New Zealand officials on Tuesday asked residents in flood-ravaged Auckland to prepare for the onslaught of another storm as residents start a clean-up following a series of floods and landslips across New Zealand‘s biggest city over the weekend.
Four people lost their lives in flash floods and landslides that hit Auckland over the last three days amid record downpours. A state of emergency is in place in Auckland and Northland, the country’s northernmost region.
With more rain on the way, Auckland has already been swamped with record levels in the past four days, and sodden ground and full rivers mean new rainfall brings increased risks of flooding and landslips.
Beaches around the city of 1.6 million are off limits due to contaminated water, several main roads remain closed, and all Auckland schools will remain shut until Feb. 7. Evacuation centers have been set up across the city.

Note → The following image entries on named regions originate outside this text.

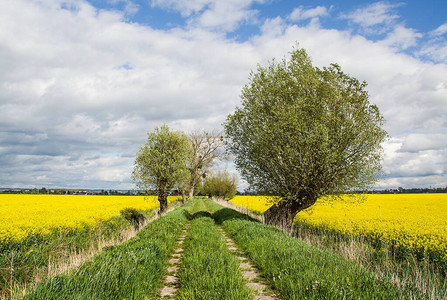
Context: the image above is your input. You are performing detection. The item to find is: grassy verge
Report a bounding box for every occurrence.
[294,222,447,299]
[209,199,415,299]
[0,212,139,298]
[178,199,251,300]
[24,206,192,299]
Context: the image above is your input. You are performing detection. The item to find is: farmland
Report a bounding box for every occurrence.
[0,194,179,243]
[21,199,410,299]
[1,195,446,299]
[230,194,447,262]
[0,194,179,298]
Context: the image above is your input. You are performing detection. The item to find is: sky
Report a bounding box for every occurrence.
[0,0,447,189]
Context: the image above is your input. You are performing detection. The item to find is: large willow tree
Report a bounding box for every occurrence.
[224,49,387,230]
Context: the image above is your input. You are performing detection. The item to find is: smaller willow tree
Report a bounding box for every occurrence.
[132,125,191,213]
[224,49,387,231]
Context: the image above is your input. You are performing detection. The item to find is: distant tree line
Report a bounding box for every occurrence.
[368,187,447,194]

New Zealand weather information provider Metservice forecast another 12 to 24 hours of heavy rain across the country’s north from Tuesday afternoon, with up to 4.7 inches expected in parts of Auckland.
“It’s lines of heavy rain coming in bands … we do expect impacts during the overnight periods. So (expect) slips, further flooding,” MetService meteorologist Georgina Griffiths said during a televised media briefing.
Prime Minister Chris Hipkins said his government would accept his Australian counterpart Anthony Albanese’s offer of help with the floods.
“Absolutely, if there are ways that the Australians can help, we will absolutely take up those offers of support,” Hipkins said ahead of a trip to Australia next week, his first foreign trip since becoming the country’s leader earlier this month in the wake of predecessor Jacinda Ardern’s resignation.
Auckland Emergency Management controller Rachel Kelleher said Auckland’s domestic airport was now running at full capacity, while Auckland International Airport was operating at near capacity and hoped to return to normal operations soon.
National carrier Air New Zealand said in a statement on Tuesday it had added additional services and increased seat capacity to help customers whose plans had been disrupted by the weather. Of the 9,000 passengers impacted by the weather, it had rebooked 7,800 as of Tuesday afternoon.
Meanwhile, the city council has designated 77 houses as uninhabitable and has prevented people from entering them. A further 318 properties were deemed at risk, with access restricted to certain areas for short periods.
The insurance industry expects the costs associated with the flood to top the $62.5 million spent following 2021’s floods on New Zealand‘s West Coast.